You decide that you want a job. You send in your brilliant (and mostly accurate) résumé, ask for an outrageous salary (with full benefits, perks, and a generous signing bonus), and get a letter one week later saying that you're hired.

Congratulations! You are officially living in Fantasyland. Today, a résumé only functions as a entrance test to snag an interview. It's during the interview where a company decides if it wants to hire you.

We'll be even more direct: the job interview is the single most important part of getting a job. It's your chance to show your future bosses that you are smart, funny, quick on your toes, able to communicate, and relatively unlikely to go postal. Because of the importance of the job interview, you might be worried about cracking under the pressure. That is a concern… for the people that didn't read this SYW; once you've absorbed our sage advice, you'll up your chances of getting hired. Then you'll be stealing office supplies in no time.

Before we proceed, we should make an important disclaimer: every job has different required elements for the interview.

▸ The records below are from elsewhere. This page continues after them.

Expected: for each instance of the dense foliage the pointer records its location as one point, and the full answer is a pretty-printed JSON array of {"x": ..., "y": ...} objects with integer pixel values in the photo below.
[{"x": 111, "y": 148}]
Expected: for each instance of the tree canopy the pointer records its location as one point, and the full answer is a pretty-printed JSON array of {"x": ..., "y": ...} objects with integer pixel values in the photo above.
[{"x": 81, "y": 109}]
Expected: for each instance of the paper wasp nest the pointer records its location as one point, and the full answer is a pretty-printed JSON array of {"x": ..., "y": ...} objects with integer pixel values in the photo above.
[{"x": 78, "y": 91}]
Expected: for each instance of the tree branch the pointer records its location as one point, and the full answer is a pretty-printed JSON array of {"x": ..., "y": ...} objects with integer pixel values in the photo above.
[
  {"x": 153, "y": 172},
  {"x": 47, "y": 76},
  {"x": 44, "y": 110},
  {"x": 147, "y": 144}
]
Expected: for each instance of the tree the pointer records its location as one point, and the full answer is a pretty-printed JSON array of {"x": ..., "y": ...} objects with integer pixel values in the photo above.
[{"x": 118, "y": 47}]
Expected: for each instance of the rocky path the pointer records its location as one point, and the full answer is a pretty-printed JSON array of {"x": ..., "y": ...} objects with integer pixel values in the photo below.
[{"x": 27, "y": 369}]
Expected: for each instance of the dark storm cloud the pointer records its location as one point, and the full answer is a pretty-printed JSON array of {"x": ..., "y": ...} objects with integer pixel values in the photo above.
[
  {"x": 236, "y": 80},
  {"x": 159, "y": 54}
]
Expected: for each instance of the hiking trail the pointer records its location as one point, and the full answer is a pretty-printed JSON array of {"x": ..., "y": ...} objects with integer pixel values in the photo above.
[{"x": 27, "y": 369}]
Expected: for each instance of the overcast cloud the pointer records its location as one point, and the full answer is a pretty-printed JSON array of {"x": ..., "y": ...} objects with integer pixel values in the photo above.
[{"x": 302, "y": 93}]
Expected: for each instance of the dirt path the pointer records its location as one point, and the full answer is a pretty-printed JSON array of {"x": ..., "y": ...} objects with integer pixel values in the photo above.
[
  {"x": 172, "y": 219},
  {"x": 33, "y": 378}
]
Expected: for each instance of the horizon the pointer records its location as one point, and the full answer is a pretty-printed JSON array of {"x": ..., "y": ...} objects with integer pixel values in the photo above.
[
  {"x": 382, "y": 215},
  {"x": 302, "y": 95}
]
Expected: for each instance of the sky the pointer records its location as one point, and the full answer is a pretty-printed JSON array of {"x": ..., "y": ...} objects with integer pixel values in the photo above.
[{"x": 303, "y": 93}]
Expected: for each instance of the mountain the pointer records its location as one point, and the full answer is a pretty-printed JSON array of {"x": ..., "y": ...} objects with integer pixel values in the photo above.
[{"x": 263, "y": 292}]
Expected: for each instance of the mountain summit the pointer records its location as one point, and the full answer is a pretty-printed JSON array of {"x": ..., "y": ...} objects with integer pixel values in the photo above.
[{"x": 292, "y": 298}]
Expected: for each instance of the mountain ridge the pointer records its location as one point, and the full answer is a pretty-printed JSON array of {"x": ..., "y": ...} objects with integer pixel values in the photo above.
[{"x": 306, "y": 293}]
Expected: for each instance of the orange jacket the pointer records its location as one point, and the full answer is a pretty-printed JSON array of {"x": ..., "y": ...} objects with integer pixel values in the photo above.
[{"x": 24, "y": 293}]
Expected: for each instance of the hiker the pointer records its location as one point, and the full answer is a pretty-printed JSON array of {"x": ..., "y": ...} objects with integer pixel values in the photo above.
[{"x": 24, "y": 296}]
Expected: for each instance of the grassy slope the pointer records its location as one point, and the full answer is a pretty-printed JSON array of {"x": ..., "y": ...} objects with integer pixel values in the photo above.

For instance, prospective consultants have a particular interview regiment unique to that industry. Our tips, however, will consist of the stuff that can apply to virtually any interview.


Before you show up on the steps of your future employer's business place, you must recognize an important element of a job interview: the wooing. You must impress the interviewer with your knowledge about the company and the industry. After all, they'll have loads of information about you, so don't you think you should even the score?

Gather as much information on the company as you can

First and foremost, check out the company's website. This will give you a good overview of the company's philosophy, earning power and the big guys/gals around the office. While you're online, take a little time to search a few major newspaper sites (such as the New York Times) to see how the company is faring in the media. Jot down some stand-out points about the company from both their website and these articles. Another fine website to pull up is The Vault. This insider site was created specifically for job applicants to learn the "insider" knowledge about companies and industries. It may give you some tips that'll really impress your interviewer, such as changes in management or recent business deals. Write everything down.

However, you MUST be careful; if you are going to say something about what's happening in the company you are interviewing with, make sure you have it right. You will make yourself look like an idiot if you accidentally compliment the company's competitor.

Learn about the person interviewing you

As important as it is to know lots about the company, you also need to find information about the person who will be interviewing you; after all, the interviewer holds the key to the executive washroom or straight back to your parent's basement.

You don't have to know the interviewer's shoe size, but it's especially important to know:

  • The names and job titles of the people you will be speaking to.

  • How to spell and pronounce the interviewers' names. It's really impressive when you pronounce tough names correctly.

To find these names, positions, and pronunciations, ask the company's recruiter or ask whoever set up the interview. And if it's accessible, try to find out some personal information about your interviewer (though remember that most states have stalking laws). If you know that your interviewer played a sport that you play, then you'll have a conversation ice-breaker. To find such information, many company websites have biographical information about staff.

Compile your information

As good as your research is, it isn't going to do you much good unless you retain it. So take all of your notes and write them neatly on a piece of paper - this will be a great cheat-sheet for the morning of your interview. Look that the sheet the morning of the interview as you leave the house or as you sit, waiting to be interviewed. You'll feel confident that you can tell the interviewer a thing or two about his/her place of employment. And as you'll find out later, confidence is incredibly important.